中東

イランの「最高指導者」と「大統領」との違い:権力の範囲や役割分担について

イランの政治体制における最高指導者と大統領の権力の範囲や役割、および違いについて

イランの政治体制は他国と比較しても非常に特徴的で、特に「最高指導者(ラフバル)」と「大統領(ライース・ジョムフール)」という二つの役職が存在し、それぞれが異なる権力と役割を担っています。この記事では、一般の方にもわかりやすく、その違いや役割を解説します。

最高指導者(ラフバル)とは?

イランの政治体制における最高指導者は、国家の最高権威であり、宗教的・政治的な最終決定権を持つ存在です。
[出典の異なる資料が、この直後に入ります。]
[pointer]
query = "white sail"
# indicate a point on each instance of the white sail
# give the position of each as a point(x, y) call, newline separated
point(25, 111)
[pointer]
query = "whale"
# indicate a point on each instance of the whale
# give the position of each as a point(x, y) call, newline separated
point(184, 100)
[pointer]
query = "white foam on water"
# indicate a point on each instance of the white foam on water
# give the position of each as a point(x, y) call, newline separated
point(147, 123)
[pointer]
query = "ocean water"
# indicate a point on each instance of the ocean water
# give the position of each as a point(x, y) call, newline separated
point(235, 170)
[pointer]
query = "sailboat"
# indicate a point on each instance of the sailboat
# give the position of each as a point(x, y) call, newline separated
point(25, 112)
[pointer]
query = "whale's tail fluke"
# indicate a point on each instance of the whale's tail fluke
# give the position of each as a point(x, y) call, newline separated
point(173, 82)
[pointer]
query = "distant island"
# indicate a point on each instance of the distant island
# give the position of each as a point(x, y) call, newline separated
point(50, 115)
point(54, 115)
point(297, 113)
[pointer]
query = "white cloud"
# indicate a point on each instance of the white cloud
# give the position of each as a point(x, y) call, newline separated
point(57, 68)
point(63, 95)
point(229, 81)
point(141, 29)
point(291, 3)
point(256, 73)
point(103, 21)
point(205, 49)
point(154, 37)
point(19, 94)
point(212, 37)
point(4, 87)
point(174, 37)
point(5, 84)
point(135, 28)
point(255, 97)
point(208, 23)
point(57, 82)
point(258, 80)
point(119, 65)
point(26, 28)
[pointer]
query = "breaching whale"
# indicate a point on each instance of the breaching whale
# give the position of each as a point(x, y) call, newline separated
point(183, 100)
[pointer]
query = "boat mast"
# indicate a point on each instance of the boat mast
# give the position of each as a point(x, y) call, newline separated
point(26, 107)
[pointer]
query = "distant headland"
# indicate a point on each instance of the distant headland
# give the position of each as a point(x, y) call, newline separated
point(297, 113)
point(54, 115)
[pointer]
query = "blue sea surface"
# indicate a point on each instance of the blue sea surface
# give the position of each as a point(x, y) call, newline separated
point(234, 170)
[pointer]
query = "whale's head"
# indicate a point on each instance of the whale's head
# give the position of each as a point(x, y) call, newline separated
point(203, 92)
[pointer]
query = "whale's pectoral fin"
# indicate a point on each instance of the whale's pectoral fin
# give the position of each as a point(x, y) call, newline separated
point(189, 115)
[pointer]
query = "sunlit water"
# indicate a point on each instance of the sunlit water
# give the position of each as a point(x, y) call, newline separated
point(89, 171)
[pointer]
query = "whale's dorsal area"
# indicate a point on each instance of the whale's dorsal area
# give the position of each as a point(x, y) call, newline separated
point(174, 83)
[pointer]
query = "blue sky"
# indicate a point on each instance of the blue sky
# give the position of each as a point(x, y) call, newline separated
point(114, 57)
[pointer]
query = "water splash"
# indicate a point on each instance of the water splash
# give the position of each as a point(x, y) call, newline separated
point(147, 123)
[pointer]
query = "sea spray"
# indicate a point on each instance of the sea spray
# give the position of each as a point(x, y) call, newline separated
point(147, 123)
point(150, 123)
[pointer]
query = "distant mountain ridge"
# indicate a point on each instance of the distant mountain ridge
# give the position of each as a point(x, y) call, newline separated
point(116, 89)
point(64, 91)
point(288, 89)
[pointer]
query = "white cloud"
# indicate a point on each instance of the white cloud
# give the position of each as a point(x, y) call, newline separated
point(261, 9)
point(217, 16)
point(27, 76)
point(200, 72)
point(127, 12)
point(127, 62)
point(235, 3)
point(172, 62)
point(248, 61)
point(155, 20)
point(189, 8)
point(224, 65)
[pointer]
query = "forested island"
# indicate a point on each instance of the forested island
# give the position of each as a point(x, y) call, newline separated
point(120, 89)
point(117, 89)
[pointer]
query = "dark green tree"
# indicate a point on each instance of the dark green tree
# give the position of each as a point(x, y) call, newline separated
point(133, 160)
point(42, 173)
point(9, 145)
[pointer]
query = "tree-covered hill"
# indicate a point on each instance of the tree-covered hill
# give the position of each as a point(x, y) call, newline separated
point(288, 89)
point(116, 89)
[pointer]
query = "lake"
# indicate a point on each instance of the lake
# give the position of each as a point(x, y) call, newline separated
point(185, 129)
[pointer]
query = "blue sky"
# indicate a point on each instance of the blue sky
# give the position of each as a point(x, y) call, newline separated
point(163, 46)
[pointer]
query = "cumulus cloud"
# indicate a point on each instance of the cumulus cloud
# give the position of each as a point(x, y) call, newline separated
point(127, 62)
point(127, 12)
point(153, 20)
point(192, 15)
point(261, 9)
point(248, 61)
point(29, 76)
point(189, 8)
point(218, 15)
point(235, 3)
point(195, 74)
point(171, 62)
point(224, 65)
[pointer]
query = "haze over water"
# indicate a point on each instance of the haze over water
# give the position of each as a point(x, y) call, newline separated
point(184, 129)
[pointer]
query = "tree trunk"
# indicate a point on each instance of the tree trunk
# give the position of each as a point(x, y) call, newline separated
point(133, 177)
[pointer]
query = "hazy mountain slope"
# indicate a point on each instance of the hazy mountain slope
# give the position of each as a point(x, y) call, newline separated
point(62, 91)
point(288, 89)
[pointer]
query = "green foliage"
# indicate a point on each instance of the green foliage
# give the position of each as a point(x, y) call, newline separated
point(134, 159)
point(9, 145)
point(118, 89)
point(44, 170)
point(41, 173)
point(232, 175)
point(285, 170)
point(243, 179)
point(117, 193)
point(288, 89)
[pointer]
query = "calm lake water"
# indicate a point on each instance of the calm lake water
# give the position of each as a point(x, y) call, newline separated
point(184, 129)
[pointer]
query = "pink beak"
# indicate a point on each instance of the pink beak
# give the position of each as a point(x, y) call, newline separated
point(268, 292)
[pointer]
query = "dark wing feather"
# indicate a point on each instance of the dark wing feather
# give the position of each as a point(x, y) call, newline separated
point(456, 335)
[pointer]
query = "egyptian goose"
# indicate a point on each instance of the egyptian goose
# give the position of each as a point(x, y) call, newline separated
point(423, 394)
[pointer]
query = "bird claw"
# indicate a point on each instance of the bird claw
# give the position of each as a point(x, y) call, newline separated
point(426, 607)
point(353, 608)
現在の最高指導者はアリー・ハーメネイー師で、終身制のため、一度就任すると特別な事情がない限り、生涯にわたってその地位を保持します。

主な権限と役割:

  • 軍隊(正規軍および革命防衛隊)の最高司令官
  • 司法長官や国営メディアのトップの任命権
  • 外交や核政策の基本的な戦略方針を決定
  • 宗教的価値観の守護者としての役割

大統領(ライース・ジョムフール)とは?

一方、大統領は国家行政のトップとして、日常的な政治・経済・外交の実務を担当します。現在の大統領は2024年に選出されたマスード・ペゼシュキアン氏です。任期は4年で、再選は1度まで可能です。

主な権限と役割:

  • 政府の実務的な政策運営(経済政策、内政管理)
  • 閣僚の任命(ただし重要閣僚は最高指導者の承認が必要)
  • 国家予算の作成・議会提出
  • 諸外国との外交交渉

最高指導者と大統領の主な違い

この二つの役職の違いは、特に権限の範囲や選出方法、任期に表れています。

  • 権限の範囲:最高指導者は宗教的権威や軍事、司法、放送分野に広範な影響力を持ち、大統領は行政面の実務を中心に担当します。
  • 選出方法:最高指導者は専門家会議(イスラム法学者が集まった機関)によって選ばれますが、大統領は国民の直接選挙で選ばれます(ただし候補者は護憲評議会の承認が必要)。
  • 任期:最高指導者は終身制であるのに対し、大統領は最長でも連続2期(計8年)までです。

なぜこのような二元的な体制なのか?

イランでは1979年のイスラム革命以降、「政教一致」の原則に基づいて国家が運営されています。最高指導者が宗教的かつ政治的な究極の決定権を持つ一方で、大統領は具体的な行政を担うことで、政治的安定や国家運営の実務性を確保しているのです。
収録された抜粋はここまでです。